La Representación de la Pasión, Muerte y Resurrección de Cristo en Iztapalapa acaba de inscribirse en la Lista Representativa del Patrimonio Cultural Inmaterial de la Humanidad de la UNESCO, un reconocimiento que coloca a una de las tradiciones más emblemáticas de la Ciudad de México en el mapa cultural global. El anuncio se realizó el 10 de diciembre de 2025 durante la vigésima sesión del Comité Intergubernamental para la Salvaguardia del Patrimonio Cultural Inmaterial, celebrada en Nueva Delhi, India.
Más allá de su profundo origen religioso, la Pasión de Cristo de Iztapalapa fue reconocida por su capacidad para fortalecer la cohesión social, promover el ejercicio de los derechos culturales y preservar saberes comunitarios que se transmiten de generación en generación. Para la UNESCO, esta práctica cumple de manera ejemplar los criterios de salvaguardia, al ser una expresión viva que articula identidad, memoria colectiva y participación comunitaria.
Uno de los elementos centrales para la inscripción fue la participación activa de la comunidad de los ocho barrios originarios de Iztapalapa —San Lucas, San Pedro, San Miguel, San Pablo, San Ignacio, San José, La Asunción y Santa Bárbara— así como del Comité Organizador de Semana Santa en Iztapalapa A.C. (COSSIAC). Año con año, habitantes de la alcaldía asumen los papeles de actores, organizadores, artesanos y responsables logísticos, reafirmando el carácter comunitario de la representación.
La historia de esta tradición se remonta a 1843, cuando la población de Iztapalapa realizó una promesa al Señor de la Cuevita tras superar una epidemia de cólera. Inspirada en el teatro evangelizador de la época virreinal, la representación ha tenido lugar de forma ininterrumpida desde entonces, sumando en 2025 un total de 182 ediciones. Lo que comenzó como un acto de fe se convirtió, con el tiempo, en uno de los rituales culturales más significativos del país.
El proceso de reconocimiento internacional no fue inmediato. En 2012, la Pasión de Cristo de Iztapalapa fue declarada Patrimonio Cultural Intangible de la Ciudad de México; posteriormente, en 2016, obtuvo la declaratoria como Patrimonio Cultural Intangible de Iztapalapa, iniciativa impulsada durante la gestión de Clara Brugada Molina como alcaldesa.
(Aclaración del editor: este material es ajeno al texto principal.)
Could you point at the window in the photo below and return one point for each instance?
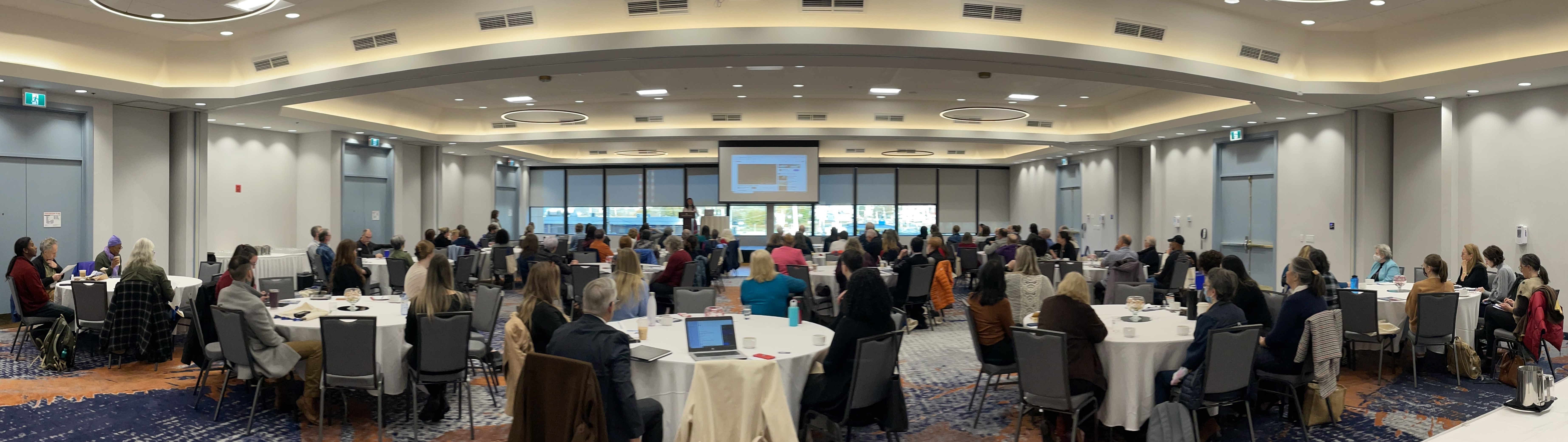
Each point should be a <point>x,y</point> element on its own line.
<point>792,217</point>
<point>833,217</point>
<point>880,215</point>
<point>749,220</point>
<point>915,217</point>
<point>548,220</point>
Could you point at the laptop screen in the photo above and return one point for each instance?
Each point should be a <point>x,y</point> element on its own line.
<point>711,333</point>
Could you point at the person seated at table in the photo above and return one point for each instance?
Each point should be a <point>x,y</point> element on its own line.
<point>272,355</point>
<point>109,259</point>
<point>1220,289</point>
<point>788,255</point>
<point>1279,347</point>
<point>1473,273</point>
<point>1437,283</point>
<point>397,250</point>
<point>1384,267</point>
<point>865,311</point>
<point>767,291</point>
<point>1026,288</point>
<point>438,297</point>
<point>538,309</point>
<point>347,272</point>
<point>592,339</point>
<point>30,297</point>
<point>1249,297</point>
<point>142,267</point>
<point>631,291</point>
<point>993,316</point>
<point>1070,314</point>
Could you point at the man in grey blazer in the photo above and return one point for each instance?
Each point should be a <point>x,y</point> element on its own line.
<point>275,358</point>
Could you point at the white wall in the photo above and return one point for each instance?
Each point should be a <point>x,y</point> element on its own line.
<point>142,178</point>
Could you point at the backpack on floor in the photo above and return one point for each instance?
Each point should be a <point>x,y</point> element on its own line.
<point>1170,422</point>
<point>57,350</point>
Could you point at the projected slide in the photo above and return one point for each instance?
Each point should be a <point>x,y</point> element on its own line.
<point>767,173</point>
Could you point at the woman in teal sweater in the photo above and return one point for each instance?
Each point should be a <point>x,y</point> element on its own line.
<point>766,291</point>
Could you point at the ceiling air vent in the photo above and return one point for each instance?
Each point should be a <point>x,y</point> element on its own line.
<point>375,40</point>
<point>506,20</point>
<point>1268,56</point>
<point>833,5</point>
<point>269,62</point>
<point>642,8</point>
<point>1141,31</point>
<point>993,12</point>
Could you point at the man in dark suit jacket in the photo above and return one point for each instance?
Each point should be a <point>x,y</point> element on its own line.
<point>590,339</point>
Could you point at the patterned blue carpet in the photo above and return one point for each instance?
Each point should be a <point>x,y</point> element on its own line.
<point>140,402</point>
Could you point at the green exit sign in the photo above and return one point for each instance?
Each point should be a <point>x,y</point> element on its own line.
<point>34,98</point>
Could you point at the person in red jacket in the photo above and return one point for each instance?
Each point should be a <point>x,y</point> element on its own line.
<point>30,297</point>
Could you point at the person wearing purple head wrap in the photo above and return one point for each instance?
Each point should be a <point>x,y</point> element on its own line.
<point>109,259</point>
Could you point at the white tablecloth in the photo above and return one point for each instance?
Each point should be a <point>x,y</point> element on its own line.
<point>184,289</point>
<point>1131,363</point>
<point>390,335</point>
<point>670,378</point>
<point>1506,424</point>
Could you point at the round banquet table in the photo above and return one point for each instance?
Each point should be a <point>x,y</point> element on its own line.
<point>184,289</point>
<point>1393,311</point>
<point>670,378</point>
<point>390,335</point>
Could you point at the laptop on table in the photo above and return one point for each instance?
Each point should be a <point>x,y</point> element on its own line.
<point>713,339</point>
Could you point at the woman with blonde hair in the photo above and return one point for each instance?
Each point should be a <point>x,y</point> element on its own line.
<point>631,291</point>
<point>1026,288</point>
<point>766,291</point>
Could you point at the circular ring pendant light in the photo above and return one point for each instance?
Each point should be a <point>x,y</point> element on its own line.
<point>523,115</point>
<point>123,13</point>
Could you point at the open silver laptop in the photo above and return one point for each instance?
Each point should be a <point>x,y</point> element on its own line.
<point>713,338</point>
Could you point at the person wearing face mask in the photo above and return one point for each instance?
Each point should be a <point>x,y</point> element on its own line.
<point>1384,267</point>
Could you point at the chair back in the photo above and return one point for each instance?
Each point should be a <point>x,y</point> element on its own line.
<point>443,342</point>
<point>487,308</point>
<point>283,284</point>
<point>349,350</point>
<point>1274,300</point>
<point>1360,311</point>
<point>1130,289</point>
<point>921,281</point>
<point>968,259</point>
<point>1230,358</point>
<point>92,299</point>
<point>1437,314</point>
<point>397,272</point>
<point>876,358</point>
<point>208,272</point>
<point>695,300</point>
<point>1043,366</point>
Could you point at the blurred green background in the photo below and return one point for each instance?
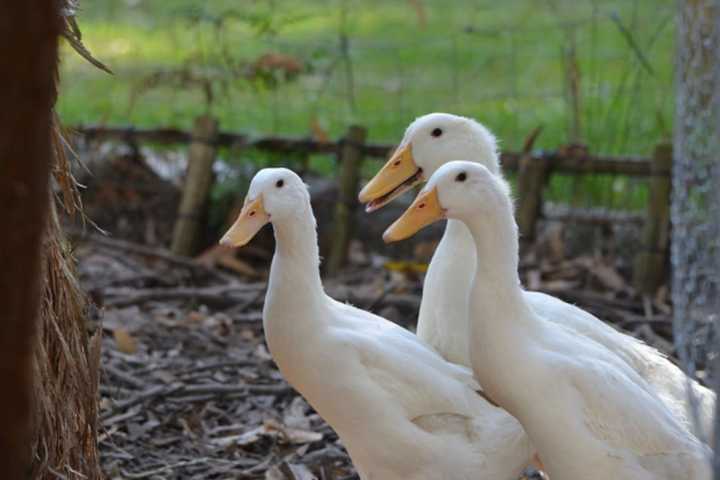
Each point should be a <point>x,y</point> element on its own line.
<point>597,72</point>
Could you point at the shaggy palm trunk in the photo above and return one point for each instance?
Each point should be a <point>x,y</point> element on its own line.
<point>48,366</point>
<point>29,32</point>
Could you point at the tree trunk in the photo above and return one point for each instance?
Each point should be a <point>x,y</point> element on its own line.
<point>29,32</point>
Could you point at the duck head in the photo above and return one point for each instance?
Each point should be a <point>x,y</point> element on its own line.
<point>459,190</point>
<point>275,194</point>
<point>429,142</point>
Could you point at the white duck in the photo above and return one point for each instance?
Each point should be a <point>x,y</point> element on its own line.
<point>402,411</point>
<point>430,142</point>
<point>590,414</point>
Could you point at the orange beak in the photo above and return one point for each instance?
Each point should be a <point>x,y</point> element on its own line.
<point>251,219</point>
<point>424,210</point>
<point>397,176</point>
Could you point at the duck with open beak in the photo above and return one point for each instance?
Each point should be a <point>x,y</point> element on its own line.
<point>251,219</point>
<point>424,211</point>
<point>397,176</point>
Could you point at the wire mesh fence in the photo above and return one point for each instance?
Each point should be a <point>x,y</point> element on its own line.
<point>696,201</point>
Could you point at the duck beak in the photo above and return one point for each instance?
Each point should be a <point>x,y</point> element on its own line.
<point>424,210</point>
<point>251,219</point>
<point>398,175</point>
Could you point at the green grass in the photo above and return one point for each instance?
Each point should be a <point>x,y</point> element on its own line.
<point>508,72</point>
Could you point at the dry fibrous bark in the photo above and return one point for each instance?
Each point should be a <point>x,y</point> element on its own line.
<point>29,34</point>
<point>49,368</point>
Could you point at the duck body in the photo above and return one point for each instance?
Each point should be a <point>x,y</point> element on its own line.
<point>401,410</point>
<point>430,142</point>
<point>588,412</point>
<point>444,324</point>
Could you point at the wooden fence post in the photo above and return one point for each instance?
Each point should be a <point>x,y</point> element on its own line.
<point>350,157</point>
<point>649,268</point>
<point>532,172</point>
<point>198,182</point>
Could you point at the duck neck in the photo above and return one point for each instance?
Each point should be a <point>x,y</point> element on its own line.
<point>498,305</point>
<point>443,317</point>
<point>295,272</point>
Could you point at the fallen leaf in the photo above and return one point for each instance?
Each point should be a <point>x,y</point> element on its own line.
<point>126,343</point>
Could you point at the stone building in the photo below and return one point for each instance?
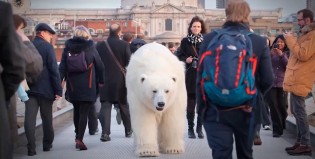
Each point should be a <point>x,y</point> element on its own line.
<point>159,20</point>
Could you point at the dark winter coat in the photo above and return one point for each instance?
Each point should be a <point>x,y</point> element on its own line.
<point>114,89</point>
<point>279,64</point>
<point>82,86</point>
<point>263,75</point>
<point>187,50</point>
<point>48,84</point>
<point>12,70</point>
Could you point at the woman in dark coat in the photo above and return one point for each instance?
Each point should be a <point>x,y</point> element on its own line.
<point>189,50</point>
<point>276,96</point>
<point>81,86</point>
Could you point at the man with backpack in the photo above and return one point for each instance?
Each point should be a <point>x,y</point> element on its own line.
<point>43,92</point>
<point>234,69</point>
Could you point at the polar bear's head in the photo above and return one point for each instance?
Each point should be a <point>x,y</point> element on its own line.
<point>158,89</point>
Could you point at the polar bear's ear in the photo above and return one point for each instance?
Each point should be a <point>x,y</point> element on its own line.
<point>143,77</point>
<point>174,79</point>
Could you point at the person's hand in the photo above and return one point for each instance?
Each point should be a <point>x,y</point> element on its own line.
<point>189,59</point>
<point>288,34</point>
<point>57,97</point>
<point>21,34</point>
<point>278,51</point>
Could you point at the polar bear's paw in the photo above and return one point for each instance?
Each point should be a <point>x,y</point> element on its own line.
<point>173,150</point>
<point>147,151</point>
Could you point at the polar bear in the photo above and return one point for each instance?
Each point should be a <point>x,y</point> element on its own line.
<point>157,98</point>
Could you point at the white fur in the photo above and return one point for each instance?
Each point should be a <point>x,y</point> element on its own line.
<point>155,76</point>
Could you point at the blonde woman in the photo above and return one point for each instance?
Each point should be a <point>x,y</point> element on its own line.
<point>81,85</point>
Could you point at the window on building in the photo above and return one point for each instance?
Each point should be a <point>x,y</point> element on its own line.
<point>168,25</point>
<point>99,31</point>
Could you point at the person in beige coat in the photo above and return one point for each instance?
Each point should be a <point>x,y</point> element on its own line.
<point>299,78</point>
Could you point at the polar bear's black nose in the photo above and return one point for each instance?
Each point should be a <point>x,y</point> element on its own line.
<point>161,104</point>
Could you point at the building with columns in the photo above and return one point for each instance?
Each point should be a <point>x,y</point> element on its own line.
<point>159,20</point>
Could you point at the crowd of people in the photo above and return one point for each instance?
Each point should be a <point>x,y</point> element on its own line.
<point>284,67</point>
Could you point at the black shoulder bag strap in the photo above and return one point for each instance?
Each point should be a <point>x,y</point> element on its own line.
<point>122,69</point>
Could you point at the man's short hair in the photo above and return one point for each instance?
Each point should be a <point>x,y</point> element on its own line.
<point>307,14</point>
<point>127,37</point>
<point>237,11</point>
<point>114,29</point>
<point>18,20</point>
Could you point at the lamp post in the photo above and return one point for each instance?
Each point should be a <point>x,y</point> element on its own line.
<point>136,27</point>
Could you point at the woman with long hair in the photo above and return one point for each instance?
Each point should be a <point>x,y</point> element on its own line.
<point>189,50</point>
<point>276,96</point>
<point>81,85</point>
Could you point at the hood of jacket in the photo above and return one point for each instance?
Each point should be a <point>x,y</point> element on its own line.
<point>78,44</point>
<point>308,28</point>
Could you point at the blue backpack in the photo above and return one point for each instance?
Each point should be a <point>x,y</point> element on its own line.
<point>228,69</point>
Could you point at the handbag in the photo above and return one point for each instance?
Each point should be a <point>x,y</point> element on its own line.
<point>122,69</point>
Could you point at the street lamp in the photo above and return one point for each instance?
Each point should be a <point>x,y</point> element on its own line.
<point>136,27</point>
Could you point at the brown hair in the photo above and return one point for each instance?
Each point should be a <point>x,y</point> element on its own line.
<point>237,11</point>
<point>197,19</point>
<point>127,37</point>
<point>18,20</point>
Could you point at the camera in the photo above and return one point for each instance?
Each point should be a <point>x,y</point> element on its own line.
<point>194,63</point>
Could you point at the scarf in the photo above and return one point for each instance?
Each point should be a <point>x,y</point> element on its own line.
<point>195,39</point>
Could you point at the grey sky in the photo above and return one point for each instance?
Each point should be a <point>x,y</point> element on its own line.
<point>289,6</point>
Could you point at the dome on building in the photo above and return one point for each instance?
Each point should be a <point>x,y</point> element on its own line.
<point>149,3</point>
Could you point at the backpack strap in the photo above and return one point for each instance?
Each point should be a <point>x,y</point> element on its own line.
<point>123,70</point>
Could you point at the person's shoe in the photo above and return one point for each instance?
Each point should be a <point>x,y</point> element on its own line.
<point>301,150</point>
<point>200,134</point>
<point>47,148</point>
<point>191,134</point>
<point>296,145</point>
<point>276,135</point>
<point>266,127</point>
<point>105,138</point>
<point>31,152</point>
<point>118,116</point>
<point>129,133</point>
<point>257,140</point>
<point>80,145</point>
<point>93,132</point>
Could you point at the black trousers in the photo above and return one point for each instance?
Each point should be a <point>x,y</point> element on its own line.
<point>278,103</point>
<point>31,108</point>
<point>105,116</point>
<point>191,107</point>
<point>6,144</point>
<point>92,119</point>
<point>80,117</point>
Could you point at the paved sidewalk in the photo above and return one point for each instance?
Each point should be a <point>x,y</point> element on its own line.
<point>122,148</point>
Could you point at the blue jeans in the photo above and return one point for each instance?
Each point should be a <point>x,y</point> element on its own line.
<point>302,127</point>
<point>220,135</point>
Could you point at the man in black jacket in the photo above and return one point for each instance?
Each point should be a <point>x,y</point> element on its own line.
<point>43,92</point>
<point>220,123</point>
<point>114,90</point>
<point>11,72</point>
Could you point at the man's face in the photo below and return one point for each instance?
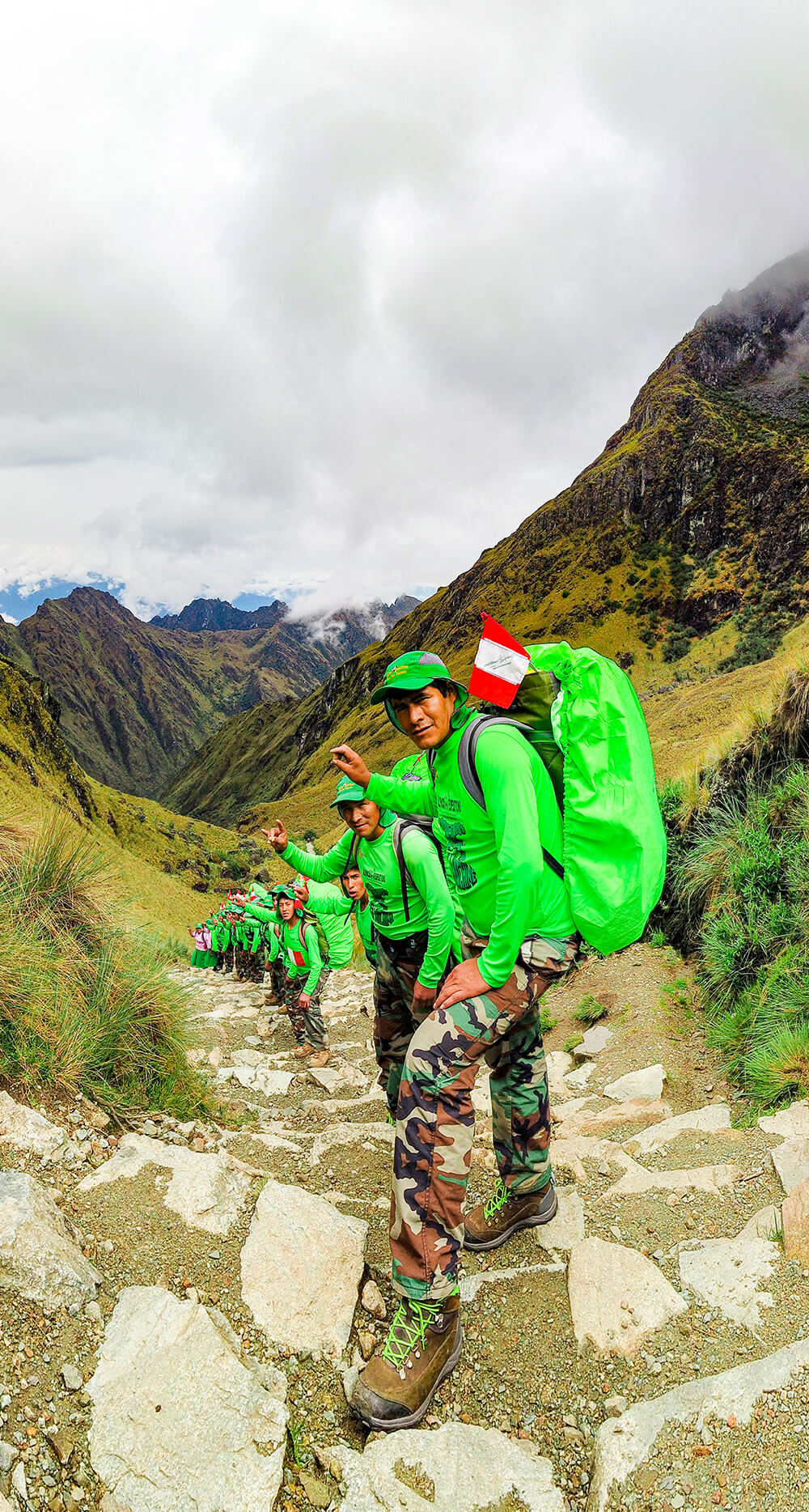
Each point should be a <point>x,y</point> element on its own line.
<point>363,817</point>
<point>426,716</point>
<point>354,886</point>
Más adelante, en marzo de 2023, fue incorporada al Inventario del Patrimonio Cultural Inmaterial de México, tras un proceso de fortalecimiento de la gestión comunitaria acompañado por la Secretaría de Cultura y el INAH.
La candidatura ante la UNESCO fue promovida de manera conjunta por el COSSIAC, la Secretaría de Cultura del Gobierno de México —a través de la Unidad de Culturas Vivas, Patrimonio Inmaterial e Interculturalidad—, el Instituto Nacional de Antropología e Historia, el Gobierno de la Ciudad de México y la Alcaldía Iztapalapa. El Comité Intergubernamental destacó especialmente el respeto al consentimiento libre, previo e informado de la comunidad, así como la calidad del material audiovisual que documentó la tradición desde la voz de sus propios portadores.
Actualmente, la representación cuenta con un Plan de Salvaguardia elaborado por el COSSIAC en coordinación con los tres niveles de gobierno. Este documento contempla acciones en materia de protección civil, seguridad, conservación del patrimonio histórico, sostenibilidad ambiental, educación y difusión cultural, con el objetivo de garantizar la continuidad de la tradición sin perder su esencia comunitaria.
Con esta inscripción, la Pasión de Cristo de Iztapalapa se consolida como una expresión cultural que trasciende fronteras y generaciones. Su reconocimiento por la UNESCO no solo celebra la fe y la devoción, sino también la capacidad de una comunidad para organizarse, preservar su memoria y mantener viva una tradición que, año con año, conmueve a millones de personas en México y el mundo.